Claude Opus 4.8, released on May 28, 2026, is Anthropic's flagship model in the Claude 4 family. Built on Opus 4.7, it delivers meaningful gains in agentic coding, multidisciplinary reasoning, and self-awareness — approximately 4x less likely than its predecessor to let code flaws pass unremarked.
- Stronger Agentic Coding: Achieves 69.2% on SWE-bench Pro (+4.9 points over Opus 4.7) and 88.6% on SWE-bench Verified, with improved end-to-end task completion on the Super-Agent Benchmark.
- Improved Honesty and Self-Awareness: Around 4x less likely to let code flaws pass unremarked; proactively flags uncertainties, catches its own mistakes, and pushes back on unsound plans before executing.
- Dynamic Workflows (Research Preview): Enables Claude Code to plan and execute large-scale tasks using hundreds of parallel subagents, supporting codebase-scale migrations across hundreds of thousands of lines of code.
- Mid-Conversation System Messages: The Messages API now accepts system messages mid-conversation while preserving prompt cache, reducing costs in agentic loops.
- Better Long-Context Performance: Improved compaction handling for sustained conversations, with fewer derailments after context compaction in long-running agentic tasks.

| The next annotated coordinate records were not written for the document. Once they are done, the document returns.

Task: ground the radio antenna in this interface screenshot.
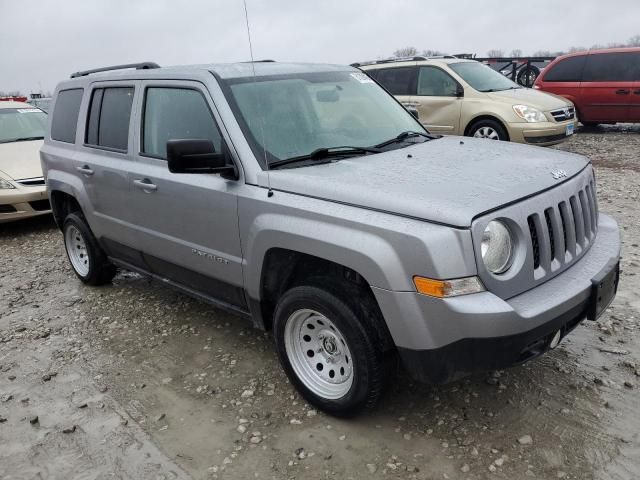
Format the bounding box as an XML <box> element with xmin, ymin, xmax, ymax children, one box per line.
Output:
<box><xmin>242</xmin><ymin>0</ymin><xmax>273</xmax><ymax>197</ymax></box>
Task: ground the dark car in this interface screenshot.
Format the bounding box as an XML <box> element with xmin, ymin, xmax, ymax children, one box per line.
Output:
<box><xmin>534</xmin><ymin>47</ymin><xmax>640</xmax><ymax>126</ymax></box>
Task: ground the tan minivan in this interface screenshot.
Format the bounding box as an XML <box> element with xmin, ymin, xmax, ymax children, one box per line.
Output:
<box><xmin>360</xmin><ymin>56</ymin><xmax>577</xmax><ymax>145</ymax></box>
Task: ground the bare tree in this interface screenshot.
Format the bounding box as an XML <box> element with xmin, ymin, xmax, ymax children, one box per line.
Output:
<box><xmin>393</xmin><ymin>47</ymin><xmax>418</xmax><ymax>57</ymax></box>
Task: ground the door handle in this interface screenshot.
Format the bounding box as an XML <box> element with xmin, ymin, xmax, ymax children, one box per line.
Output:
<box><xmin>76</xmin><ymin>165</ymin><xmax>94</xmax><ymax>175</ymax></box>
<box><xmin>133</xmin><ymin>178</ymin><xmax>158</xmax><ymax>193</ymax></box>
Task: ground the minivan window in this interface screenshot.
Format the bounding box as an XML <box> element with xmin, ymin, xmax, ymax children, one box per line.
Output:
<box><xmin>85</xmin><ymin>87</ymin><xmax>134</xmax><ymax>151</ymax></box>
<box><xmin>375</xmin><ymin>67</ymin><xmax>417</xmax><ymax>95</ymax></box>
<box><xmin>418</xmin><ymin>67</ymin><xmax>458</xmax><ymax>97</ymax></box>
<box><xmin>142</xmin><ymin>87</ymin><xmax>222</xmax><ymax>159</ymax></box>
<box><xmin>582</xmin><ymin>52</ymin><xmax>640</xmax><ymax>82</ymax></box>
<box><xmin>544</xmin><ymin>55</ymin><xmax>586</xmax><ymax>82</ymax></box>
<box><xmin>51</xmin><ymin>88</ymin><xmax>83</xmax><ymax>143</ymax></box>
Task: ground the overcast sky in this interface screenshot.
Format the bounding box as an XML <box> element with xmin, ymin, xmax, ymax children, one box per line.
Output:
<box><xmin>0</xmin><ymin>0</ymin><xmax>640</xmax><ymax>93</ymax></box>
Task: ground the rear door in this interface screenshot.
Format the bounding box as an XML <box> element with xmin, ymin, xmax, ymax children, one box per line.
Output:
<box><xmin>366</xmin><ymin>65</ymin><xmax>418</xmax><ymax>107</ymax></box>
<box><xmin>129</xmin><ymin>81</ymin><xmax>246</xmax><ymax>310</ymax></box>
<box><xmin>75</xmin><ymin>81</ymin><xmax>140</xmax><ymax>265</ymax></box>
<box><xmin>413</xmin><ymin>65</ymin><xmax>463</xmax><ymax>135</ymax></box>
<box><xmin>580</xmin><ymin>52</ymin><xmax>634</xmax><ymax>123</ymax></box>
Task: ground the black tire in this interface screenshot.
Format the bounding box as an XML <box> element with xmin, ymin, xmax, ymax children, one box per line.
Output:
<box><xmin>516</xmin><ymin>65</ymin><xmax>540</xmax><ymax>88</ymax></box>
<box><xmin>273</xmin><ymin>286</ymin><xmax>395</xmax><ymax>417</ymax></box>
<box><xmin>62</xmin><ymin>213</ymin><xmax>116</xmax><ymax>286</ymax></box>
<box><xmin>467</xmin><ymin>118</ymin><xmax>509</xmax><ymax>141</ymax></box>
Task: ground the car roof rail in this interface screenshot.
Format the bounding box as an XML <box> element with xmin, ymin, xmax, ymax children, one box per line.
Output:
<box><xmin>351</xmin><ymin>55</ymin><xmax>458</xmax><ymax>67</ymax></box>
<box><xmin>71</xmin><ymin>62</ymin><xmax>160</xmax><ymax>78</ymax></box>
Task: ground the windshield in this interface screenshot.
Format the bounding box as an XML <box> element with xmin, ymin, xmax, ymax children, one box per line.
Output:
<box><xmin>220</xmin><ymin>71</ymin><xmax>425</xmax><ymax>168</ymax></box>
<box><xmin>0</xmin><ymin>109</ymin><xmax>47</xmax><ymax>143</ymax></box>
<box><xmin>449</xmin><ymin>62</ymin><xmax>521</xmax><ymax>92</ymax></box>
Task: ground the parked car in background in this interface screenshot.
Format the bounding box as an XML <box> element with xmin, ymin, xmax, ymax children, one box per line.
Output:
<box><xmin>40</xmin><ymin>62</ymin><xmax>620</xmax><ymax>415</ymax></box>
<box><xmin>0</xmin><ymin>102</ymin><xmax>51</xmax><ymax>223</ymax></box>
<box><xmin>28</xmin><ymin>97</ymin><xmax>51</xmax><ymax>113</ymax></box>
<box><xmin>354</xmin><ymin>56</ymin><xmax>576</xmax><ymax>145</ymax></box>
<box><xmin>534</xmin><ymin>47</ymin><xmax>640</xmax><ymax>126</ymax></box>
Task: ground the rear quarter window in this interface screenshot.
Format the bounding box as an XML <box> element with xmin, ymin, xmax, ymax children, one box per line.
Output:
<box><xmin>582</xmin><ymin>52</ymin><xmax>640</xmax><ymax>82</ymax></box>
<box><xmin>544</xmin><ymin>55</ymin><xmax>586</xmax><ymax>82</ymax></box>
<box><xmin>51</xmin><ymin>88</ymin><xmax>84</xmax><ymax>143</ymax></box>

- Professional Software Engineering: With 69.2% on SWE-bench Pro — ahead of GPT-5.5 (58.6%) and Gemini 3.1 Pro (54.2%) — well-suited for production-grade code generation, complex refactors, and autonomous bug resolution.
- Large-Scale Agentic Workflows: Dynamic Workflows allow orchestrating hundreds of parallel subagents for tasks like codebase-wide migrations, making it effective for enterprise-scale automation.
- High-Stakes Knowledge Work: Scores 1890 Elo on GDPval-AA and 57.9% on Humanity's Last Exam (with tools), suitable for financial analysis, legal document processing, and complex research synthesis.
- Long-Running Autonomous Tasks: Improved compaction handling and self-monitoring make it reliable for extended agentic sessions that require sustained focus and consistency.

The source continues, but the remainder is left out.